Diversifying carrier base shields shippers from capacity pitfalls

(Photo: Jim Allen/FreightWaves)

Once upon a time, carriers could be easily categorized by length of haul or by amount of freight moved in the trailers. Now, however, it is impossible to neatly place companies into these broad groups. Carriers no longer limit themselves to regional or long haul, full truckload or less-than-truckload.

Mergers, acquisitions and the desire to diversify their businesses now present a carrier landscape in which a company that was once primarily a truckload carrier is now a broker, a marketplace, a 3PL, a consultant or even a final-mile delivery company. 

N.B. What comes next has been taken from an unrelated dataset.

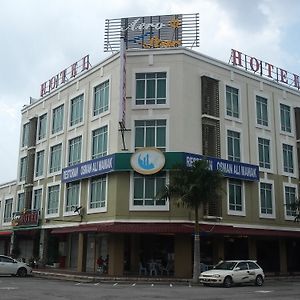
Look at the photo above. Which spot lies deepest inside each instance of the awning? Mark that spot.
(174, 228)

These blurred lines present both opportunities and challenges for shippers looking to partner with the carriers that best suit their individual needs. With more choices than ever, shippers must come up with a plan for choosing — and evaluating — their carrier partners.

“The vetting process is more important than ever. Have the carrier walk you through their capabilities and their network, and have them share case studies about their customers,” Emerge SVP of Strategic Operations Mark McEntire said. “Ask them to articulate where their strengths and weaknesses lie. Everyone has weaknesses, and the shipper should be aware of them.”

As part of this process, shippers can also seek out benchmarking data about potential carriers from their shipping peers.

When working with carriers that also boast in-house brokerages, there are even more questions to consider. The “right answers” all depend on what a shipper is looking for. 

“In the vein of efficiency gains, operating ratios and shipper of choice, it will be important to understand a carrier that is both an asset and a broker,” McEntire said. “Where will they use their brokerage? Will you allow it? Do they have drop equipment capabilities to balance out your goals related to drop and hook versus live load appointments?”

Once a shipper has partnered with a carrier, one of the simplest and most effective ways to keep tabs on carrier performance is via scorecards and quarterly reviews. During this process, shippers should measure carrier performance against their own service standards.

“Many shippers only review metrics on a regular basis with high-volume carriers,” McEntire said. “I would challenge a shipper to review service with high and low performers, regardless of volume. Carriers want to know how they are doing and that their measurements are aligned with the shippers.”

When reviews are conducted on a regular basis, shippers have the opportunity to reward high performers with higher volumes or other valuable incentives. This practice both strengthens carrier relationships and ensures shippers are relying most on the strongest partners.

Simply measuring performance may not paint a full picture of the shipper-carrier dynamic, however.

“Shippers should also measure tender acceptance and report on it. This is a two-way street — a shipper committed to volume and the carrier committed to capacity. If one or the other falls short, or if volume grows significantly, it matters,” McEntire said. “Hold each other accountable. Many times, a carrier will keep accepting the excess volume. They think they are doing the right thing, but they ultimately fail because they don’t have the capacity.”

While carriers are offering more services now than ever before, shippers should consider the risks and limitations inherent to placing all their eggs in one basket. 

According to American Trucking Associations, small trucking companies and independent owner-operators make up most of the nation’s freight carriers; 91% of fleets operate with six or fewer trucks and 97% operate with 20 or fewer. Shippers must be especially cognizant about overextending these companies. Too much pressure can ultimately result in carrier bankruptcies, leaving one company destitute and another stuck for options.

“The COVID-19 pandemic forced over 3,100 trucking companies out of business in 2020,” McEntire said. “Make sure you have a consistent cadence around reviewing a carrier’s financial stability and keep the lines of communication open.”

McEntire suggests having a routing guide that goes three or more carriers deep on each lane to provide contingency options and carrier partners that a shipper wants to grow with.

“Grow a carrier based on merit, but grow smart. Understand their fleet size and their capabilities, and don’t overextend them,” McEntire said. “Diversification is important. If service, tender acceptance or communication begin to fail, it becomes much more difficult to quickly source new capacity for the network.”